The Myitkyina Library
The conflict in Myanmar concerns a struggle between democracy and dictatorship. After a decade characterized by a slow (and stagnating) process of democratization, the country has once more been thrown back into a dictatorship.
The media report on imprisoned dissidents, on writers forced to flee the country, and on a severely curtailed freedom of expression.
But for the person who wants to understand the complexity of the tragedy that has characterized Myanmar for decades, it is not merely about the more “traditional” threats to democracy and human rights.
It is also about understanding the country’s ethnic conflicts—and about the importance of language.
A few years ago, I visited a Christian college just outside of the city of Myitkyina in northern Myanmar.
The principal offered me green tea and showed me the premises. He was especially proud of the library that also contained some books in the local language Jingpho—the language of the Kachin people.
He drew his fingertips over this very small range of books and pointed to a picture on the wall. It depicted the Swedish-American missionary Ola Hanson. He was born in Åhus, and he came to northern Myanmar (then called Burma) in 1890 as a Baptist missionary. His mission was to Christianize the Kachin. At the time, the Kachin did not belong to any of the major world religions. However, they were terrified of being swallowed up by the Burmese Buddhist culture to the south of Kachin territory, or by a Chinese invasion from the north.
The Baptist missionaries were, of course, part of the colonial expansion in Southeast Asia, and there are many not so flattering things to say about this process. But for the Kachin, they offered an alternative to the identities of the regional powers.

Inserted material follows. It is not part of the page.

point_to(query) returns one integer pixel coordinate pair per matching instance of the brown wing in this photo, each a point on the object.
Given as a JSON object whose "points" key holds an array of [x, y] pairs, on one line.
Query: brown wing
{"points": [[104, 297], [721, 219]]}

Ola Hanson also had the task of creating a Jingpho orthography. The Kachin had their own spoken language, cultural memories, and traditions. An identity. But they had no written language.
It took him several years. He used the Latin alphabet and Swedish phonetics. While writing the first dictionary, he literally had to closely study people’s mouths to understand the exact way to pronounce a word, and then find the letter combinations that best would describe that particular word.
When he was done, he then spent thirty-five years translating the Bible. The Kachin consider Ola Hanson as their saviour. Without their own written language, without books in their mother tongue, they would have ceased to exist as a people.
Most Kachin speak both Burmese and some Chinese, but since they can read books and newspapers in their own language, they are rooted in their own history. The written word has empowered them.
This identity has also led the Kachin, like several other ethnic minorities in the country, to demand extensive autonomy. They want Myanmar to become a federation—an association of peoples and cultures where the centre is weak while the states are strong.
For several decades after World War II, the conflict in Myanmar has primarily touched on the issue of language. The military junta denied the minorities their rights, and an important aspect was language. They stopped the publication of all books and magazines in Jingpho, banned publishers and printers, and silenced writers and journalists. The minorities were meant to become “Burmanized” and “Buddhified.”
I often think of the small library in Myitkyina when I see the reports from Myanmar today. When the junta again has taken a firm grip on the country. When the short period of relative freedom has been turned into repression. When the war between the military and the ethnic minorities has flared up again in many places.
Then the struggle once more becomes two-sided: it is about the right to say and think what you want, the right to organize, and the right to make yourself eligible in political elections. But it is also about the right to one’s own language.